Of course we did not go to the police. Neither Cathy nor I had even suggested it. There was little trust there. No love lost.
But we had all believed Cathy.
Chapter Five
There was a cold spell in the week before Christmas. With the cold I became sluggish. Usually eager to help Daddy with his work outside, I spent more and more time in the kitchen, taking for myself the jobs that allowed me to stay indoors. I made sure the stove was well stoked every day and the chopped wood in the store was piled high so it did not have to be topped up from outside too often. I cleaned the house and baked cakes and mince pies for Christmas Day. Daddy went to the shop in the village and bought sheets of paper in gold and silver and red, white and green and I set about cutting them up and folding and gluing them into decorations.

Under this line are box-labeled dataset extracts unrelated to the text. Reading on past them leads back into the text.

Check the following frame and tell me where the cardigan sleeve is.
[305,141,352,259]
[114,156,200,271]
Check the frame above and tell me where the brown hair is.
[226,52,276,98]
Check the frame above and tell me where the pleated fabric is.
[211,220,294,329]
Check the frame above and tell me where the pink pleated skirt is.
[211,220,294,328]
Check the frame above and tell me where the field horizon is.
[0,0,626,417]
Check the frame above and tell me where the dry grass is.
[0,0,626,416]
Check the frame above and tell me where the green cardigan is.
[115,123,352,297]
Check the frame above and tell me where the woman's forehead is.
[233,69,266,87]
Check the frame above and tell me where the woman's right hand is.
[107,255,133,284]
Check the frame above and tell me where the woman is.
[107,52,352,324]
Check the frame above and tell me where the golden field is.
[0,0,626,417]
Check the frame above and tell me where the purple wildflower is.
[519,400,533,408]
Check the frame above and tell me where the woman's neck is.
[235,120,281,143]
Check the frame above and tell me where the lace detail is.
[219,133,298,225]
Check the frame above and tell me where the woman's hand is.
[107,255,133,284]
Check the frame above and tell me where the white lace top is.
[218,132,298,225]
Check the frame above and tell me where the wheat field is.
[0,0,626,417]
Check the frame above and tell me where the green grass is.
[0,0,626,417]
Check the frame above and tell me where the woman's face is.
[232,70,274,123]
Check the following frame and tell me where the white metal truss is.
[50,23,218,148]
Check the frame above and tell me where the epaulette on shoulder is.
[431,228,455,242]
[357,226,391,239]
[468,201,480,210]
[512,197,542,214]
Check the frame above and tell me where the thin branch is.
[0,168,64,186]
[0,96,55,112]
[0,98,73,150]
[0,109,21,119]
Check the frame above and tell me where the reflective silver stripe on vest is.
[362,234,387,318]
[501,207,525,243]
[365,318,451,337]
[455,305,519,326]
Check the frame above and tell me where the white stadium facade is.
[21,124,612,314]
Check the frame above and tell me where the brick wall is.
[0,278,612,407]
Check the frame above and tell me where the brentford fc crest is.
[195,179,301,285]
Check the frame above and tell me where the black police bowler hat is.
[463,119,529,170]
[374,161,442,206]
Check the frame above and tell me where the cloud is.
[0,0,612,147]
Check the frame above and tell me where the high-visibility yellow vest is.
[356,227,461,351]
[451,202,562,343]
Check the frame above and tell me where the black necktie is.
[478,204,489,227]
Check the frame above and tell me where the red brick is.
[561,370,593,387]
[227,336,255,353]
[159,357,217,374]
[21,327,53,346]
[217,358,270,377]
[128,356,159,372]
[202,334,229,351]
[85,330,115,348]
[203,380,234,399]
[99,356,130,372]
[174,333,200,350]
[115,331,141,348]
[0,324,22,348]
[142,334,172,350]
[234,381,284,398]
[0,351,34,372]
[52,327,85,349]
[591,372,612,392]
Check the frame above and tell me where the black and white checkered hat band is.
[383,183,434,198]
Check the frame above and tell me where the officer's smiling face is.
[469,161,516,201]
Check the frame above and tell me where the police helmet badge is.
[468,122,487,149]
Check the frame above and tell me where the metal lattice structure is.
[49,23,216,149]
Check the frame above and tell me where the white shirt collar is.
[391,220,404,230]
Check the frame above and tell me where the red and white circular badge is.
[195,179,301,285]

I sat at the kitchen table and made snowflakes as I had at school. I cut circles and folded them into quarters and inserted apertures and grooves so when they were unravelled they became tiny sheets of falling ice, jagged but symmetrical. The gold paper became stars. I made the shapes of trees with the green paper. Winter trees. I copied the few pines that we had in the copse, the only ones that still held green. From those trees, Daddy brought in branches of green needles and pinecones for making wreathes, which I constructed as best I could, approximating those I had seen on Christmas cards.
‘You’re a funny lad,’ Daddy said to me on the morning of Christmas Eve. It was nearly nine o’clock and he had been awake and working for several hours. He had seen to the chickens and walked the puppies, who were now burly adolescents, frayed at the edges, with chalky incisors and too-long limbs. It had snowed overnight and Daddy had shovelled it into piles that now looked like an oddly dispersed mountain range. The puppies had made a scattering of deep paw prints in the snow and were now scaling these new summits.
‘Why am I funny?’ I asked.
‘Don’t know. You like making house nice and that.’
He drew back a chair from the table to sit down and I got up to pour coffee from the pot I had sitting atop the stove. Our coffee was always made slowly, brewed on the hob for hours, well-stewed, bitter, smoky. That is how we liked it.
I made my Daddy a hearty breakfast and then he went out again into the cold.
I spent the morning continuing to make paper decorations and then I stuck them up around the house. I slotted some of the shapes in the tiny gaps between the window frames and the panes of now naturally frosted glass. I stuck others on cupboards or propped them up on shelves or in picture frames. I hung paper chains of gold, silver, red, green, white – made from scraps and offcuts – from hooks on the ceiling of the kitchen which Daddy had originally pinned up to hang dried meat.